Here, $D_K$ denotes block cipher decryption using the key $K$, and $C_i$ and $P_i$ denote the $i$-th ciphertext and plaintext blocks respectively.

Now, consider what happens if you modify the encrypted message to replace $C_i$ with $C_i' = C_i \oplus X$ for some $i$. Now, the corresponding plaintext block $P_i'$ will be garbled, since $D_K(C_i')$ will in general bear no predictable resemblance to $D_K(C_i)$. However, the next plaintext block $P_{i+1}'$ will now become

$$P_{i+1}' = D_K(C_{i+1}) \oplus C_i' = D_K(C_{i+1}) \oplus C_i \oplus X = P_{i+1} \oplus X.$$

Thus, even with CBC mode, you can still flip arbitrary bits in any given plaintext block, provided that you don't mind the previous plaintext block being garbled. Whether this is actually practical depends on the what the plaintext is supposed to be, but it's generally not safe to assume that it isn't.

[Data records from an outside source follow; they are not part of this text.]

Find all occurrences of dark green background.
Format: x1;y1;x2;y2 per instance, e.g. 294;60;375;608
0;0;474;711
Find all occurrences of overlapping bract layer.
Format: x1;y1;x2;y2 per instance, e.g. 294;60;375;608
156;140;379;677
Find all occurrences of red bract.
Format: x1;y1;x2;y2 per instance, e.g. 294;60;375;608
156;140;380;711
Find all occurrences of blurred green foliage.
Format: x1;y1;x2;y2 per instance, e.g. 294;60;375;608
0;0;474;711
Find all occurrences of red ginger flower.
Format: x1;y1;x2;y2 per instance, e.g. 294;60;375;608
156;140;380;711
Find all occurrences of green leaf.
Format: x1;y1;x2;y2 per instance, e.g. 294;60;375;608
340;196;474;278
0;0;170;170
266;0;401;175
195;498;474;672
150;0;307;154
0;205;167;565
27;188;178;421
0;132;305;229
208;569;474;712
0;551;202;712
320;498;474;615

Of course, since the garbled block will, in general, be essentially random and unpredictable by the attacker, it might seem plausible that a simple non-cryptographic checksum could detect such modification. However, it's not entirely implausible for the attacker to be able to predict $D_K(C_i')$, and thus $P_i'$: for example, if the attacker has access to some known ciphertext/plaintext message pairs, this provides them with a bunch of blocks whose image under $D_K$ is known. If they choose $C_i'$ to be one of such blocks, they'll be able to predict $P_i'$, and if they can also guess the original plaintext block $P_i$, they may be able to spoof many non-cryptographic checksums.

(In particular, if the IV is sent alongside the message — as is usually done — flipping bits in the first plaintext block is particularly easily done just by flipping the corresponding bits in the IV. Thus, for the first block, CBC mode is just as malleable as CTR or OFB.)

The bottom line of all this is that, if you want to protect the integrity of your messages, you need to use an encryption mode that is actually designed to be provably non-malleable. In addition to the generic combination of a classical block cipher mode and a MAC, there also exist several authenticated encryption modes specifically designed for this purpose.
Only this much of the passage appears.